Firm: Key Principal Partners

Fund: KPP Investors III LP

Target: $500M

Amount Raised: $435M

Placement Agent: None

Legal Counsel: O’Melveny & Myers LLP

Mezzanine provider Key Principal Partners has not bowed out of the market while second lien lenders flood in with less expensive financing options. In fact, deal flow for the Cleveland-based firm has been so robust, that KPP was forced to take a break from raising its third fund in order to put some of its dry powder to work.

KPP Investors III LP, with a cap set at $500 million, recently held its initial close with $435 million already in its coffers. A final closing is expected sometime in the third quarter for the firm, which is not enlisting the help of a placement agent.

Though KPP considers itself a mezzanine shop, it largely invests in sponsorless transactions, meaning it often invests directly into a company, sans an equity sponsor. However, it is not outside the firm’s mandate to invest mezzanine debt alongside another private equity firm or even for it to pursue an investment that would give it a control stake.

John Sinnenberg, CEO of KPP, said the firm had to start drawing down capital from the new fund to furnish four new investment opportunities that are scheduled for take place either this month or in June. Of the quartet in Fund III’s pipeline, two are non-control mezzanine investments, one is a growth-equity tranche and one is a control equity play. Fund II, meanwhile, still has one investment left to make.

The lion’s share of Fund III’s capital commitments came from KPP’s parent company KeyCorp, which threw $300 million of its own money into the fund. The firm is hoping that outside investors will make up the difference, and so far they’ve collected $135 million in limited partner commitments. Sinnenberg declined to name any of the fund’s investors, which include funds of funds.

Compared to the $520 million KPP Investors II LP, Sinnenberg said, “Fund III is a lot more institutionally friendly.” The firm’s second fund only closed on $78 million in third party capital—above target but still less than what might typically appeal to institutional investors. “It’s hard to get any institutional interest with a $75 million target,” Sinnenberg described.

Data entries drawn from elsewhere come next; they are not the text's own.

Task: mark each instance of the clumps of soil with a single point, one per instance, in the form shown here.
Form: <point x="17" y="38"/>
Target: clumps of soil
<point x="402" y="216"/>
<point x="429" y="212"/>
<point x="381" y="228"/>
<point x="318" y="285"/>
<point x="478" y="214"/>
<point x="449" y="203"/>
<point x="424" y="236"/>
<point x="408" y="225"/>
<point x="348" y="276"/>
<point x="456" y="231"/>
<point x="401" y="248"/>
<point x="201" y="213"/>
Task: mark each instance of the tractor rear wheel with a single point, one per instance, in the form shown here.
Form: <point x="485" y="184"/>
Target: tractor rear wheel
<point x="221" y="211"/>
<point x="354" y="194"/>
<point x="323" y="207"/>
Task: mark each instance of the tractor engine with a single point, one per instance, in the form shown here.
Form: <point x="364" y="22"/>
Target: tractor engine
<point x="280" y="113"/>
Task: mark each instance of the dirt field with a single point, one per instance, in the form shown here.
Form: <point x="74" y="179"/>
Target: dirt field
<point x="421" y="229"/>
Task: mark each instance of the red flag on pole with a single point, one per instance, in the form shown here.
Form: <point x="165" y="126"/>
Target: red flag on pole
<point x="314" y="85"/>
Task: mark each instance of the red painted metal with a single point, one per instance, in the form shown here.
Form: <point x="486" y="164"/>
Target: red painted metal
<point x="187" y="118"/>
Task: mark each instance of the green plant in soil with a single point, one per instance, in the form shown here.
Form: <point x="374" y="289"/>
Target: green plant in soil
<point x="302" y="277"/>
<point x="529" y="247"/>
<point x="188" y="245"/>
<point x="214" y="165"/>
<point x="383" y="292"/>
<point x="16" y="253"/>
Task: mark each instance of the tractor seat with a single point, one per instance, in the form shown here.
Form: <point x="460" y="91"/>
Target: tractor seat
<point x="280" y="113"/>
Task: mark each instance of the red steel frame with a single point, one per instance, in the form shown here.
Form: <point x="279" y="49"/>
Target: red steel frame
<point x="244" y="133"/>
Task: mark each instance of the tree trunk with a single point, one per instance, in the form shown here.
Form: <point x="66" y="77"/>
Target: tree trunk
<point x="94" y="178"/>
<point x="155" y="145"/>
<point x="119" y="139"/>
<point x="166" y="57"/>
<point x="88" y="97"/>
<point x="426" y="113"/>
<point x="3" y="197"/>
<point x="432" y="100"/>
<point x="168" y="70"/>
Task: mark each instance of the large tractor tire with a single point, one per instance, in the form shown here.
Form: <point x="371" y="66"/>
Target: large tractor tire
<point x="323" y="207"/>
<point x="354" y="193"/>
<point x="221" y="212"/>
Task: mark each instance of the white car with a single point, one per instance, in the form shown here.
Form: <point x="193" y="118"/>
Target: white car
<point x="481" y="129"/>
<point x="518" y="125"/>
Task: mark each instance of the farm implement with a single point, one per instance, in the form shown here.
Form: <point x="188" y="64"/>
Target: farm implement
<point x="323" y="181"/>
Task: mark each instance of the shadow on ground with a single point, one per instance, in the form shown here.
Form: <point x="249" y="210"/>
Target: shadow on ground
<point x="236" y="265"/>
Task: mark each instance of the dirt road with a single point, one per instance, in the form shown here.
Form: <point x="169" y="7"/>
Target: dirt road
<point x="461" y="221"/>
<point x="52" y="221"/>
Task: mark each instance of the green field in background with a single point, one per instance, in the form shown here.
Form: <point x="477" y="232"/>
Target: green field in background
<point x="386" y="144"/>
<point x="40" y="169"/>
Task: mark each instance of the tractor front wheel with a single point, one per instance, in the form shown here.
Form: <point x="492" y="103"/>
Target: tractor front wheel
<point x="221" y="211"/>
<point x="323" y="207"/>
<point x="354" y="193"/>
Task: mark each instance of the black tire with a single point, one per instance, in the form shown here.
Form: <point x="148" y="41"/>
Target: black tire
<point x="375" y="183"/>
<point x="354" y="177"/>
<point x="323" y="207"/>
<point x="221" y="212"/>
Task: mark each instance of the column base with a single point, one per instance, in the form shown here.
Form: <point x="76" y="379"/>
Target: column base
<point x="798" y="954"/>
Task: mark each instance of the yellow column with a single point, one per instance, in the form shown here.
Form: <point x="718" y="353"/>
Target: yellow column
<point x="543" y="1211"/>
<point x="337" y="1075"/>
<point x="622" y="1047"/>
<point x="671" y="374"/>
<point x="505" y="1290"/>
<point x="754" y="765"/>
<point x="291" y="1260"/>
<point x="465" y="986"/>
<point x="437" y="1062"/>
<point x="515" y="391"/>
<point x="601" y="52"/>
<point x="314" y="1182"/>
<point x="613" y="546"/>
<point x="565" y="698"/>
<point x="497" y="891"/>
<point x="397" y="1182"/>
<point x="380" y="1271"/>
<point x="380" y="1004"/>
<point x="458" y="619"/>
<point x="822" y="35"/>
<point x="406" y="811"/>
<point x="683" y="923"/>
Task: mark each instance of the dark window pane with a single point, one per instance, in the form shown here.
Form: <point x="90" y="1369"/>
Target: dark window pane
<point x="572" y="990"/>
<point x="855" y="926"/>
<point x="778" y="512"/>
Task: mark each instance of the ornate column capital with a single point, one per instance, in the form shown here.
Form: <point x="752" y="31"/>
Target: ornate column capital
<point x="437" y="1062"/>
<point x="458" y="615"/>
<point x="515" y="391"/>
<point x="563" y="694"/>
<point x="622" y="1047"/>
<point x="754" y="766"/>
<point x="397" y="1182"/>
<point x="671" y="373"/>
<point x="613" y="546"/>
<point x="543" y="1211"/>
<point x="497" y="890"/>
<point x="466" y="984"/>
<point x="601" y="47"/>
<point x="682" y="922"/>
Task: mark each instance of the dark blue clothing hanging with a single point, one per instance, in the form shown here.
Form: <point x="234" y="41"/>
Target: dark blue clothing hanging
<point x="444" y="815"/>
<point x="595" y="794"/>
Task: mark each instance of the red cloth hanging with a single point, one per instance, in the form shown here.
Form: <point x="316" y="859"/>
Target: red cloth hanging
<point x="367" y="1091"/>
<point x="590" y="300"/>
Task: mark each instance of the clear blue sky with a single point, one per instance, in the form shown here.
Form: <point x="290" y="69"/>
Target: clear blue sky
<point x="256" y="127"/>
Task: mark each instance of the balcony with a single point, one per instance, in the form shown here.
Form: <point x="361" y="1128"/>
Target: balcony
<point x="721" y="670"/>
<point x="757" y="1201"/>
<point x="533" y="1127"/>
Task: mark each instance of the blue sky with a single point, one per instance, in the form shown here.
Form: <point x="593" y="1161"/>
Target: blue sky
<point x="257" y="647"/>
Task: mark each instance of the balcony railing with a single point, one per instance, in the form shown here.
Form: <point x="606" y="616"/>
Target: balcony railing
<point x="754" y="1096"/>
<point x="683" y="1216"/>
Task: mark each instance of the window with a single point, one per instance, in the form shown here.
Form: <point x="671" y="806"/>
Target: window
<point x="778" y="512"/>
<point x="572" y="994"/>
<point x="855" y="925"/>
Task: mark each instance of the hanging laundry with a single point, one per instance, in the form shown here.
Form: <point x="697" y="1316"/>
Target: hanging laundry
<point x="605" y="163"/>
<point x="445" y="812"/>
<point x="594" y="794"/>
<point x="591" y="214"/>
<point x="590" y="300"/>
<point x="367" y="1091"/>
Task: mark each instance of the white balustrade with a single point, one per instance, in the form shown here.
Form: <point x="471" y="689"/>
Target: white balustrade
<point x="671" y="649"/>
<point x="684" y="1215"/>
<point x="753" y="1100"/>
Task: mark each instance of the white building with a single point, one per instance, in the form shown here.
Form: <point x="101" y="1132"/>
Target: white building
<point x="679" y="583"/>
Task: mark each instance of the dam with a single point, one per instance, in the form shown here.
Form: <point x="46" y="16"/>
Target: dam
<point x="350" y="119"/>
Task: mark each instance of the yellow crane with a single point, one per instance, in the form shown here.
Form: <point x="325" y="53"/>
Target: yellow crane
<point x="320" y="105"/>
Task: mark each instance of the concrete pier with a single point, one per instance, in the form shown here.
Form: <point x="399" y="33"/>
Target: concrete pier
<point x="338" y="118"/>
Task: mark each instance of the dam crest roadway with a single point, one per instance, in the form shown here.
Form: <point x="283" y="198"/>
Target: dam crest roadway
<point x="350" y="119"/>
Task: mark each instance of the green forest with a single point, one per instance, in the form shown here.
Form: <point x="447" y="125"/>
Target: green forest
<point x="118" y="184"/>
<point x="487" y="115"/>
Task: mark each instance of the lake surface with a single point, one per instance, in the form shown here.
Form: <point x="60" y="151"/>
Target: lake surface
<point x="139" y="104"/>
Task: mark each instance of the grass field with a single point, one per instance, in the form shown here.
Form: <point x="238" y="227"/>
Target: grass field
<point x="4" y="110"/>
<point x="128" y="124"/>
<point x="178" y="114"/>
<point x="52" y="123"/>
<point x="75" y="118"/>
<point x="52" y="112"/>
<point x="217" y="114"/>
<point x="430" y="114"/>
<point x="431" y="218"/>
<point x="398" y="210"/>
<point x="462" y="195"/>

KPP’s focus on the sponsorless side of mezzanine investing stems from its belief that the solo approach offers greater risk-adjusted rates of return, utilizing less leverage than the transactions generated by buyout firms. Furthermore, being open to sponsorless investing increases deal flow since the lender is no longer limited to investing in companies that are formally up for sale.

The risks, however, are greater, too. “In the sponsorless market, you are asked to think and perform like a control guy while accepting a non-control position,” Sinnenberg said. “When something goes bump, you have to act.”

The new fund, like its predecessors, does not have any allocation requirements when it comes to sponsorless or sponsored transactions. KPP typically invests between $5 million and $40 million in manufacturing, distribution or service-oriented companies with sales of between $25 million and $250 million and cash flow of at lease $5 million.

Including capital contributed by KeyCorp, KPP has invested in 36 companies, deploying nearly $470 million in the process. KPP has approximately $2 billion of capital under management, according to the firm. —A.N.